Ein paar Punkte hat Ishin schon durchgesetzt. Fumitake Fujita sagte auf einer Pressekonferenz, dass man sich mit der LDP unter anderem darauf geeinigt habe, die Zahl der Sitze im Unterhaus um 10 Prozent zu kürzen.  Außerdem soll die Verbrauchssteuer auf Nahrungsmittel für die nächsten zwei Jahre wegfallen, um Haushalte zu entlasten.

Und sonst? Überalterung und Inflation belasten Japan. Nach den Abe-Jahren von 2013 bis 2020, als Japan viel Geld druckte, um die Wirtschaft anzukurbeln, ist mehr Steuerdisziplin angezeigt. Sanae Takaichi kann nicht so einfach zur Abenomics-Politik zurückkehren. In der neuen Rolle bremst sie auch ihre nationale Gesinnung ein; an den jüngsten Herbstfeiertagen ging sie nicht zum Yasukuni-Schrein in Tokio, an dem Japan unter anderem Klasse-A-Kriegsverbrecher in Ehren hält.
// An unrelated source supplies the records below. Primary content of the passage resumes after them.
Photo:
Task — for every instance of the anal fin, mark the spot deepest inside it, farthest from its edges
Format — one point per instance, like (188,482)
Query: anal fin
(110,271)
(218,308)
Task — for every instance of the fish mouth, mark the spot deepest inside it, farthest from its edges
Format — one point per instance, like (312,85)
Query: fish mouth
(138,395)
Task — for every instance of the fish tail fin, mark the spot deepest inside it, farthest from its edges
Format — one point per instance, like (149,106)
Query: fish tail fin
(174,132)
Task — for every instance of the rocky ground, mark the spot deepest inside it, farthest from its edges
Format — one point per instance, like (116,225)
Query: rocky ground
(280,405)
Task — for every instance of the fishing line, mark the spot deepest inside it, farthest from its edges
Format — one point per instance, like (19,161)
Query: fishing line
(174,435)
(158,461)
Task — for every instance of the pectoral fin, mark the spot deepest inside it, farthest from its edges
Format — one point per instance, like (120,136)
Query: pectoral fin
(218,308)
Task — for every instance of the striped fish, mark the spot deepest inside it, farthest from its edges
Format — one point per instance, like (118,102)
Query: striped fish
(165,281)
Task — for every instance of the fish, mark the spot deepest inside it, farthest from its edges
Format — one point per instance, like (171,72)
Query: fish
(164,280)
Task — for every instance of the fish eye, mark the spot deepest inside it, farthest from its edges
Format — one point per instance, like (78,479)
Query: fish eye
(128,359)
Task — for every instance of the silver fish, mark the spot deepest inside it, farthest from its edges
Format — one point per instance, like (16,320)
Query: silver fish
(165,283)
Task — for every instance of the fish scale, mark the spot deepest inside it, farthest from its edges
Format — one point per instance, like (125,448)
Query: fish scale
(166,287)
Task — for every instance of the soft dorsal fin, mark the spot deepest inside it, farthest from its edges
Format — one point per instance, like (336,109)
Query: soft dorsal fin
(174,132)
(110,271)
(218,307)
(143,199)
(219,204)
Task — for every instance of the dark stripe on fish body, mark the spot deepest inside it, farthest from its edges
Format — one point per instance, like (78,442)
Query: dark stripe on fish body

Und im Kabinett, in dem lediglich zwei Frauen sitzen, hat sie Kollegen mit hohen Posten ausgestattet, die bei der LDP-Präsidentschaftswahl noch ihre Gegner waren. Der bisherige Agrarminister Shinjiru Koizumi, 44, wird Verteidigungsminister, Toshimitsu Motegi Außenminister. Sanae Takaichi weiß, dass sie Frieden in und um ihre Partei braucht, um Japan weiterzubringen.